On Wednesday 13 September, Jean-Claude Junker, President of the European Commission, gave his annual State of the Union address to Members of the European Parliament in Strasbourg. In his speech, Mr. Junker set the stage for his vision for deeper European cooperation and of EU institutional change without the messy and long-wielding need for Treaty change. Dr2 Consultants broke down the key points for you:

A single European institutional President

A key aspect of Junker’s speech focused on his vision of using the UK’s departure in 2019 to make the EU more democratic, streamlined and easier to understand for its citizens. In his remarkable proposal, he advocated to reduce the five different EU Presidencies to only three by placing responsibility for the eurozone with a Commission vice-president, effectively acting as an EU economics and finance minister, and merging the Presidencies of the European Commission and of the Council. According to the plan, the new President would be elected in a democratic manner with a full election campaign. While many pro-EU listeners welcomed Junker’s proposals, the proposal hit immidiate restistance from a number of Member States considering it a powergrab and attempt of undermining their role by the Commission.
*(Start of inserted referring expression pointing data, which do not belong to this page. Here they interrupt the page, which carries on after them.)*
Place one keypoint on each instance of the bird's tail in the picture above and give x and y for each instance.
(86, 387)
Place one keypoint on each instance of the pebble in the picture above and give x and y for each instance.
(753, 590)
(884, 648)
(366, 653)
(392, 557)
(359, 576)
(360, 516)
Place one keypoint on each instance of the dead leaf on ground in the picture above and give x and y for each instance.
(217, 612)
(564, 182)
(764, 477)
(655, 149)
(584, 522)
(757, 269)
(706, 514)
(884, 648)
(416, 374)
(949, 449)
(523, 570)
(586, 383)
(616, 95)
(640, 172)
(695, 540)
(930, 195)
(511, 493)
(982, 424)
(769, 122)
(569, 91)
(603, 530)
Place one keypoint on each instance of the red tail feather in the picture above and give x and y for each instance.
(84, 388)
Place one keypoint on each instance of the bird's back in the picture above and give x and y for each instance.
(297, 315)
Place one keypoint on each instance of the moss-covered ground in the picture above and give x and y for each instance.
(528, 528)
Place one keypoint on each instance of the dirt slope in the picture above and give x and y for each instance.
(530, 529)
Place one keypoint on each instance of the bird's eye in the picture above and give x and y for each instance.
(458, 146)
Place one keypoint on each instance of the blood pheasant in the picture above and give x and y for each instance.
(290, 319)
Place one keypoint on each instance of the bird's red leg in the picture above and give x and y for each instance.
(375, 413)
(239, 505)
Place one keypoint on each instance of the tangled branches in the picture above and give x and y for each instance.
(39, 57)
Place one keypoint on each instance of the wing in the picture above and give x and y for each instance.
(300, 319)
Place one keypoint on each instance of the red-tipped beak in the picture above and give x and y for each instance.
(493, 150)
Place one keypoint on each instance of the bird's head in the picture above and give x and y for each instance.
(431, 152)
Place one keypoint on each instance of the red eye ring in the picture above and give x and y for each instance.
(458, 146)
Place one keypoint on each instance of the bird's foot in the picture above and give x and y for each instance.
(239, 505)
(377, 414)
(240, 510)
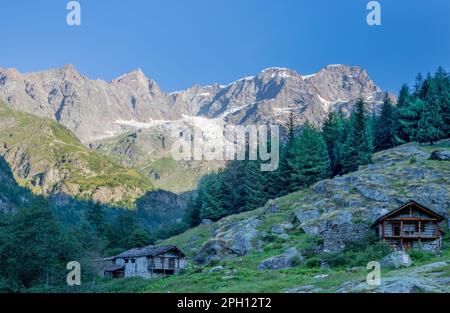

“Europe would function better if we were to merge the presidents of the European Commission and the European Council,” Juncker said, adding: “Europe would be easier to understand if one captain was steering the ship. Having a single president would better reflect the true nature of our European Union as both a union of states and a union of citizens.”

The 6th scenario on the Future of Europe

Following the Commission’s presentation of 5 scenarios on the future of the European Union in light of the United Kingdom’s exit decision, Jean-Claude Junker used the State of the Union speech to the European Parliament to present his vision of a 6th scenario in which Europe would be a union of equality and equality of opportunity, between its members, big and small, east or west in which individual citizens would not be treated as second-class citizens based on their nationality or residency. In this Union, he reiterated, there could not be second class workers who do the same work in the same place, but do not receive the same remuneration – a clear reference to the stalled negotiations for the revision of the Posted Workers Directive. To ensure the above, Junker proposed a new European supervisory and implementation authority on social rules to make sure that the single market was based on equality and EU social rules were enforced.

Furthermore, Junker stressed that in a single market there could not be second class consumers either and that he could not accept that citizens from Eastern and central-European countries were buying products under the same packaging as Western Europeans which had less fish in fish fingers, less meat in meat products, or less cocoa in chocolate.

Reinforcing Europe’s trade relationships

While Europe is open to trade, Junker, in his speech, insisted there had to be reciprocity with the EU’s trade relations providing jobs, new opportunities for large and small businesses in the European economy. He insisted that Europe is an attractive economy, which this year concluded its trade agreement with Canada and, last month, a political agreement on trade with Japan. Looking ahead to 2018, the Commission President hoped to conclude the agreement with Mexico and South America’s Mercosur, together with starting negotiations with Australia and New Zealand. In light of critics of free trade and the EU’s trade strategy, Junker insisted that the EU was not naïve supporter of free trade, but supported its strategic interests and our collective security.